I have a circle and an ellipse with the following general equations:
\begin{align*} Circle: (x - m)^2 + (y - n)^2 &= r^2 \\\ Ellipse: \frac{(x - o)^2}{a^2} + \frac{(y - p)^2}{b^2} &= 1 \end{align*}
Where $(x, y)$ are coordinates for the intersection point(s), $(m, n)$ is the center of the circle, $r$ is the circle's radius, $(o, p)$ is the center of the ellipse, $a$ is major radius and $b$ is minor radius. The ellipse has inclination of $0^\circ$.
Obviously I know every value except $(x, y)$ so I can opt for a numerical solution but that's not what I need.
I know that there are 6 cases for the solution depending on the number of intersection points:
- no points
- 1 (sharing a tangent line)
- 2
- 3 (one point sharing a tangent line)
- 4
- infinitely many (if centers and radii are the same)
I've looked at other questions but they are using other equations like that one or are asking for the area of the intersection like that one.
If you cannot provide the equations, at least some pointers on how to solve this would be appreciated.

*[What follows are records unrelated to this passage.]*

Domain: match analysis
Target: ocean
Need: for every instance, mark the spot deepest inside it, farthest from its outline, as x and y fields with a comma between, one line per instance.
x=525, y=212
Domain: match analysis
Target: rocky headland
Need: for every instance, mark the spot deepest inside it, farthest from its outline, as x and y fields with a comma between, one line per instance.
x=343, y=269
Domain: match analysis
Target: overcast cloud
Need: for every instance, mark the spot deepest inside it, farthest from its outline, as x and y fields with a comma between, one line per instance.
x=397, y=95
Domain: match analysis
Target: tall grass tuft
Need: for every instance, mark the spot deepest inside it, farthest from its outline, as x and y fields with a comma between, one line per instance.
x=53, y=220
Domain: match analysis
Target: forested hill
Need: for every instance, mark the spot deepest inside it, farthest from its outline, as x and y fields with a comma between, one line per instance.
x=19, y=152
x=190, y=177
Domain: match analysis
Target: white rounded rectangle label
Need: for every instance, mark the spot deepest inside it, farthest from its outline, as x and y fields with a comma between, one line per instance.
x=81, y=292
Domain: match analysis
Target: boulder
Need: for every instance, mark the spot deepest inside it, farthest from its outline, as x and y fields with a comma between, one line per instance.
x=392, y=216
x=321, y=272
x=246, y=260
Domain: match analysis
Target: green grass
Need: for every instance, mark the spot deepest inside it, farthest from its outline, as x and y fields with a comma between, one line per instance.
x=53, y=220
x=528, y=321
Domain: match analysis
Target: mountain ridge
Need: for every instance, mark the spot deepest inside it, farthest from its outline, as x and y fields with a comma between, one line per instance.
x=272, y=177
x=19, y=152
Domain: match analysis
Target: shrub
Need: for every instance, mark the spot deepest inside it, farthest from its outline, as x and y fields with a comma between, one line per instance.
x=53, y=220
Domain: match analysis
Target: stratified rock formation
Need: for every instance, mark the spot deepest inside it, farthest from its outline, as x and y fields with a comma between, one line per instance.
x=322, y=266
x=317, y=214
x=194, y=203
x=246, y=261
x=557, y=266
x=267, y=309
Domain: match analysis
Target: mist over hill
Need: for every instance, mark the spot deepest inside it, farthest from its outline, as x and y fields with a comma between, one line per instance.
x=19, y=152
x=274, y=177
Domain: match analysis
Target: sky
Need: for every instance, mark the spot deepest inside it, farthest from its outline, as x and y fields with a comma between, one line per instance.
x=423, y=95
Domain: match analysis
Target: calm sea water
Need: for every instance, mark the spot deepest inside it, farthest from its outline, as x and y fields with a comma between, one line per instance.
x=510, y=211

Comment: As shown in picture for each point of intersection, we must have a system of two equations of first degree $C(x.y)=c$ which represent the circle and $E(x, y)=e $ which represents the ellipse. These equations are resulting from factorization of equations of circle and ellipse to first degree factors. Suppose we get :
$Circle: C(x, y)=c_1\cdot c_2$
and from ellipse:
$Ellipse: E(x, y))=e_1\cdot e_2$
then we have to search for solution of following system of equations of first degree:
$\begin{cases}C(x, y)=c_1\\E(x, y)=e_1\end{cases}$
$\begin{cases}C(x, y)=c_1\\E(x, y)=e_2\end{cases}$
$\begin{cases}C(x, y)=c_2\\E(x, y)=e_1\end{cases}$
$\begin{cases}C(x, y)=c_2\\E(x, y)=e_2\end{cases}$
which give the coordinates of points E, F, G and B, in case they intersect. You may find one, two, three or four solutions or nothing at all(when all systems are inconsistent).
Note:
A similar question I answered long ago but I could not find it. You can also that if you find.